Io però non sapevo chi ero. Quello che mi era accaduto mi riguardava, ma era accaduto quando ero troppo piccola perché il mondo me lo riconoscesse. La gente non avrebbe interrotto il tempo e le proprie abitudini, tutti saremmo andati avanti perché il pianeta è pieno di sciagure, guerre e fame e stupri, e se un professore contrae la tristezza è soltanto colpa sua, ha mancato nel proteggere moglie e figlia dagli attacchi esterni e perfino da sé. Che uomo doveva essere un uomo cosí? Non gli è importato nemmeno della bambina, bisbigliava il silenzio della città; o forse alla città non importava nulla di me, di mio padre e della nostra famiglia, e quella era l’ipotesi piú verosimile.

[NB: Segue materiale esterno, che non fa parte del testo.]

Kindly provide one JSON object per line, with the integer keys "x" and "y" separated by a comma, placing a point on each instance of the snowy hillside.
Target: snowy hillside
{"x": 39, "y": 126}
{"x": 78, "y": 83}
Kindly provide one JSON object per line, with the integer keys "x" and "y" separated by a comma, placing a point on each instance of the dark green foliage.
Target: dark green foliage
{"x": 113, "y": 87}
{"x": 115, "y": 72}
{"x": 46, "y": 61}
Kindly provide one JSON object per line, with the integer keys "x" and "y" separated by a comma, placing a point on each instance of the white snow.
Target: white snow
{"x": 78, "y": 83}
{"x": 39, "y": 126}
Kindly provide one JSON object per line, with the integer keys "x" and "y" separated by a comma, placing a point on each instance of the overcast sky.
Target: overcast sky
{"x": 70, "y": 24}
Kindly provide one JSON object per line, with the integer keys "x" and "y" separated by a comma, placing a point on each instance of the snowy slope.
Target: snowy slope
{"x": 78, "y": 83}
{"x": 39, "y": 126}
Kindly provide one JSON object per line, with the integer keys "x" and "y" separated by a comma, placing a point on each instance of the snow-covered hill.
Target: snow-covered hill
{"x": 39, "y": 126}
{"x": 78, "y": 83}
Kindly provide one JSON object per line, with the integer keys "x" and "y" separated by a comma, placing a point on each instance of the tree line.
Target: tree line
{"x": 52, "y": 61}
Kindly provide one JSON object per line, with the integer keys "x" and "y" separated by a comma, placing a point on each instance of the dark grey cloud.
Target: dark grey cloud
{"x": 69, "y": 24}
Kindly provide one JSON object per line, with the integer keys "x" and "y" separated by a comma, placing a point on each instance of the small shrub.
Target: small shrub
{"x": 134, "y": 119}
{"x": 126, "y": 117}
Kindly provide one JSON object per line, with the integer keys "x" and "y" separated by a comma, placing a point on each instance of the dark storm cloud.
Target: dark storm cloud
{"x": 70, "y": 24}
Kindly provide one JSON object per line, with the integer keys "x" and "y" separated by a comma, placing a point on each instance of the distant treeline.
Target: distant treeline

Io e mia madre eravamo due certificati di nascita e un giorno saremmo state due certificati di morte, e in mezzo due schede elettorali, due testamenti, infine una leggenda lontana: guarda, in questa casa abitavano due donne – avrebbero detto i cittadini fra loro, passando sotto il mio balcone. Oppure non saremmo state niente, neanche due folcloristici fantasmi, e dopo di noi un’altra famiglia avrebbe acquistato la casa e l’avrebbe resa un luogo diverso. Allora aprendo la porta si sarebbe respirata una fresca normalità, ci sarebbero stati rumori di bambini e giocattoli, mobili lucidi e pareti tinteggiate, lavatrici efficienti, un calendario, una piccola lavagna e gessi colorati in cucina come dagli evangelici; la mia vita e quella di mia madre sarebbero finite, morte con noi, perché nuovi legittimi proprietari avrebbero comprato le nostre pareti e il diritto di spazzarci via.
A questo pensavo nell’ultimo tratto di strada, tornando a casa, mentre dal finestrino cercavo lo stesso mare della mia infanzia. Io, se volevo vivere, quel mare dovevo attraversarlo e non fermarmi: il mio posto non era Scilla né Cariddi, e forse non esisteva in nessuna carta geografica, di sicuro non era una questione di chilometri. Ecco perché, anni addietro, Roma mi era apparsa la meta piú adatta: la città piú grande, la piú forte, cinta da mura. Dovevo fuggire, entrare a cavallo nell’Urbe come un conquistatore e voltarmi, guardare la Sicilia con la distanza del telescopio e la sicurezza dei rifugiati, per poi dimenticarmi e confondermi con i turisti di piazza Navona, con i barboni della stazione Termini, con le fioriere sotto i balconi borghesi dei quartieri residenziali. Io ero fatta, in ogni atomo, dell’aria della casa di Messina, e per questo motivo avrei dovuto lasciarla. Poi le cose mi avrebbero seguito come i cani, la miseria e il fato, ma una volta al sicuro le avrei addomesticate, rese innocue, lontano dalla casa sarei stata nuda e lieve, libera. Cosí pensavo a vent’anni.
Chi ero, continuavo dunque a chiedermi mentre mia madre parcheggiava e tiravamo fuori dal cofano le scatole appena comprate.
Ero la bambina nata da un uomo e una donna che si erano amati per giorni brevi, la custode della depressione di mio padre, la figlia rabbiosa di mia madre, la studentessa paziente e meritevole, la giovane donna spaventata. Ogni giorno imparavo a nascondere la vergogna e indossare la forza come i marinai, a comandare da un angolo come comandano le donne. Io e mia madre eravamo una famiglia come se nulla fosse successo, ma eravamo anche speciali perché eventi innominabili erano successi proprio a noi.
Il trascorrere del tempo restava, per me, una grande fatica.